(Response to Rosamund Urwin and Ben Phillips lecture on Thursday 25 February as part of our Capitalism on the Edge series)
The fourth Capitalism on the Edge lecture hosted Ben Phillips from the charity ActionAid and Rosamund Urwin, a journalist for the London Evening Standard. As a representative from an NGO, Ben spoke on the issue of global inequality, highlighting what it is and why it is important, while Rosamund spoke from a British perspective on the inequalities facing young people in terms of jobs, financial security, and becoming a home-owner. The takeaway message from the evening is nicely summed up by a Louis Brandeis quote: "We may have democracy, or we may have wealth concentrated in the hands of a few, but we cannot have both."
The main discussion concerned the problems which occur when governments treat certain people unjustly, or when big businesses ignore the social and environmental damage caused by their greed. Both speakers persuasively argued that the unequal distribution of wealth and power is the primary driver of poverty, and significantly contributes to worsening conflict and climate change. For me, the discussion split itself into two questions: How can we use politics and campaigning to change the inequalities of the world, and how can we use capitalism itself as a tool for change?
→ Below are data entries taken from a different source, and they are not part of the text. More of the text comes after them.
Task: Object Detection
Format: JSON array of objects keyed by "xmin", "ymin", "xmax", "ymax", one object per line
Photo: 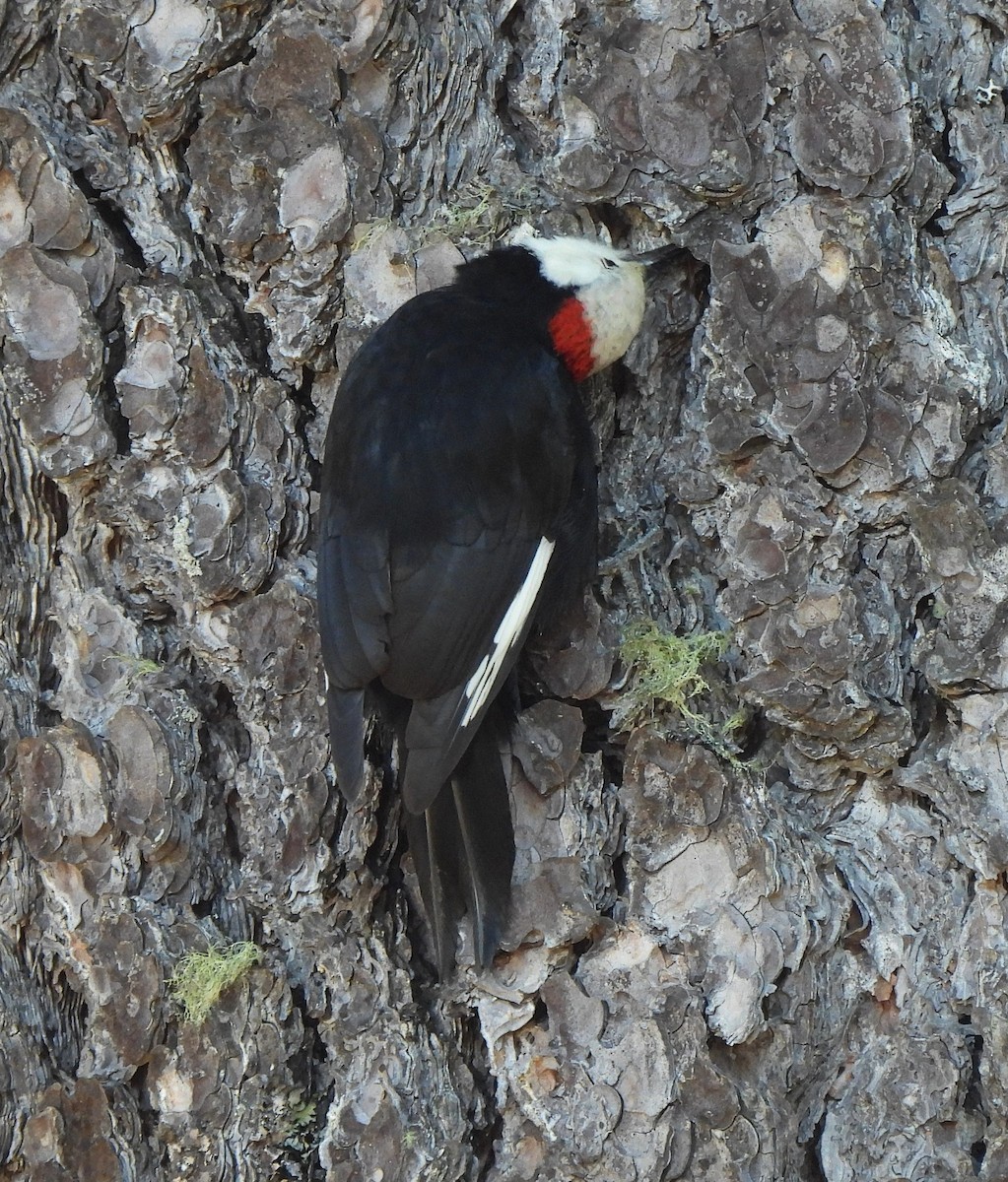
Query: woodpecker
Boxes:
[{"xmin": 318, "ymin": 237, "xmax": 665, "ymax": 979}]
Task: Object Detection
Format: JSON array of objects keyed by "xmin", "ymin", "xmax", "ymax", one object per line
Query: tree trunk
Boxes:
[{"xmin": 0, "ymin": 0, "xmax": 1008, "ymax": 1182}]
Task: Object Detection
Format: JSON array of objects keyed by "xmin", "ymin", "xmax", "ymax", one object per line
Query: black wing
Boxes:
[{"xmin": 318, "ymin": 290, "xmax": 583, "ymax": 812}]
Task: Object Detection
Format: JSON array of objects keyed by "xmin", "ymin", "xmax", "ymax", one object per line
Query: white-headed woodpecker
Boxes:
[{"xmin": 318, "ymin": 237, "xmax": 644, "ymax": 977}]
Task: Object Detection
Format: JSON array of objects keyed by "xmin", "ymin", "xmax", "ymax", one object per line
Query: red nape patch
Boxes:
[{"xmin": 549, "ymin": 296, "xmax": 595, "ymax": 382}]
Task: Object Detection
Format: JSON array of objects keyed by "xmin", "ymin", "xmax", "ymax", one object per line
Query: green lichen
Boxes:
[
  {"xmin": 618, "ymin": 620, "xmax": 745, "ymax": 762},
  {"xmin": 168, "ymin": 941, "xmax": 263, "ymax": 1026}
]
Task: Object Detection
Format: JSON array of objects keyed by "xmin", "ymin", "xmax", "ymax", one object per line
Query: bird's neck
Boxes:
[{"xmin": 549, "ymin": 296, "xmax": 595, "ymax": 382}]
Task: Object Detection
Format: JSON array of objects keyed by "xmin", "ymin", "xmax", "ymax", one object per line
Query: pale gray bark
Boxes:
[{"xmin": 0, "ymin": 0, "xmax": 1008, "ymax": 1182}]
The focus was mainly on the former question of the use of politics and campaigning. Persuading large companies and governments to use their powers responsibly is difficult. Ben argued that in countries which have less stable or democratic systems of government, organising and supporting campaigns is key. Rosamund put across a similar view: in countries such as Britain, young people must use their voice and vote for policies which improve their lives. We must speak out to stop unfair policies from being handed down to the generation with lowest voter turnout, whilst pensioners experience an increase in disposable income. Voter agency, she argued, is key to promoting intergenerational equality.
A highlight of the lecture dealt with the question of accountability and the need to hold those in power responsible for their actions; if we can make the big businesses who rely most on capitalism more accountable, we can make capitalism work better for more people. Ben shared a brilliant quote from a woman he had met in Brazil: "We made a mistake of thinking that when the good people are in power, we could stop pushing". The message was clear: If you want change, falling quiet is not an option, even when you have exercised your democratic right. Both Ben and Rosamund highlighted the importance of public pressure in holding those in power accountable, via social media or other platforms. Crucially, governments and those with disproportionate wealth must not be allowed to forget their responsibilities as global citizens.
With the evident support for and organisation around political change, the evening made me consider how we could complement these efforts with a push for change through capitalism itself. How do we encourage the poorest demographics to use capitalism to their advantage? How can we help groups of people to organise themselves into cooperatives, which collectively have more bargaining power? If there was a way to make grassroots capitalism and small business ventures attractive to lenders and investors, perhaps we could use the tools of capitalism, as well as those of politics, to empower those who are currently discriminated against.